Das Montagesystem ist anwendbar bei allen Parkhäusern, die mit Doppel-T-Trägern gebaut sind. Es wird laut Hersteller ohne Schrauben und Bohren mit Klemmpratzen montiert.
Standardisierte Fassaden-PV für Parkhäuser: Ohne Bohren und Schrauben
Die Montage des Fassadensystems sei schnell und einfach, verspricht der Anbieter, da das Klemmpratzensystem ohne Bohrungen und Verschraubungen auskommt. T.Werk bleibt dabei seinem Prinzip der modularen Komponenten treu. Verwendet werden für die Fassaden-Unterkonstruktion ZELOS-Profile und CHRONOS-Klemmen, die beide auch bei der Montage von Photovoltaik auf Dächern zum Einsatz kommen.

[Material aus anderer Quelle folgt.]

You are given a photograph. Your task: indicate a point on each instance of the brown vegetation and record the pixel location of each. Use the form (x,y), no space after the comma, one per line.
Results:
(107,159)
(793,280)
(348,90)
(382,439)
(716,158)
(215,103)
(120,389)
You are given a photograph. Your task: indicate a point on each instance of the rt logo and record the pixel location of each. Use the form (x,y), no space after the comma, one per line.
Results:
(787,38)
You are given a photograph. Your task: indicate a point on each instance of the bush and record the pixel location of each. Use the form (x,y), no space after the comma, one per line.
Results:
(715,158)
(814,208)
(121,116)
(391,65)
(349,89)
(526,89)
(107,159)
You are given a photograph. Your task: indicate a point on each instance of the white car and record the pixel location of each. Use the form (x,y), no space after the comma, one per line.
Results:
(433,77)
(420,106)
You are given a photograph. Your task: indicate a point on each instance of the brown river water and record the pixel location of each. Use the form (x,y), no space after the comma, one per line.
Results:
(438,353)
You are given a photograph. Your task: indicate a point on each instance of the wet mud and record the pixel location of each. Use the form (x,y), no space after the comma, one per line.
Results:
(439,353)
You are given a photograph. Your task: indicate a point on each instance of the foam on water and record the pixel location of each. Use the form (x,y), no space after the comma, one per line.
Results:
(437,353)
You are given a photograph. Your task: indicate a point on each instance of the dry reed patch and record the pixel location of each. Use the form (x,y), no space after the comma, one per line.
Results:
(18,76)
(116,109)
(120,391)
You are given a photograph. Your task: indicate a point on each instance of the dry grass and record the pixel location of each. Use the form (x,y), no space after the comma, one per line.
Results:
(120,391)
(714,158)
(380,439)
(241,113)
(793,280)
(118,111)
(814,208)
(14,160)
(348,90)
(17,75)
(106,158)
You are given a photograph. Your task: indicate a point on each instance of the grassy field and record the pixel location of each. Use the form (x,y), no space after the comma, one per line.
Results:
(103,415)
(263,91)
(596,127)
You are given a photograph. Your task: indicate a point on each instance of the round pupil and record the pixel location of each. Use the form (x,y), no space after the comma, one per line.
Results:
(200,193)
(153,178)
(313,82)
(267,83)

Vorteile von Photovoltaik an der Fassade
Die Anbringung von Photovoltaik an der Fassade eines Parkhauses biete mehrere Vorteile: Der Strom wird vor Ort erzeugt und kann in Kombination mit einer Ladesäuleninfrastruktur direkt genutzt werden. T.Werk verweist zudem darauf, dass sich neben der Verringerung der Betriebskosten für Parkhausbetreiber auch das Image des Betreibers oder der Kommune im Bereich Nachhaltigkeit verbessern lasse. Vertikal angebrachte Photovoltaikanlagen sorgten auch in der sonnenärmeren Zeit, morgens und abends sowie in den Wintermonaten zuverlässig für Strom.
Standardisierte Fassaden-PV für Parkhäuser.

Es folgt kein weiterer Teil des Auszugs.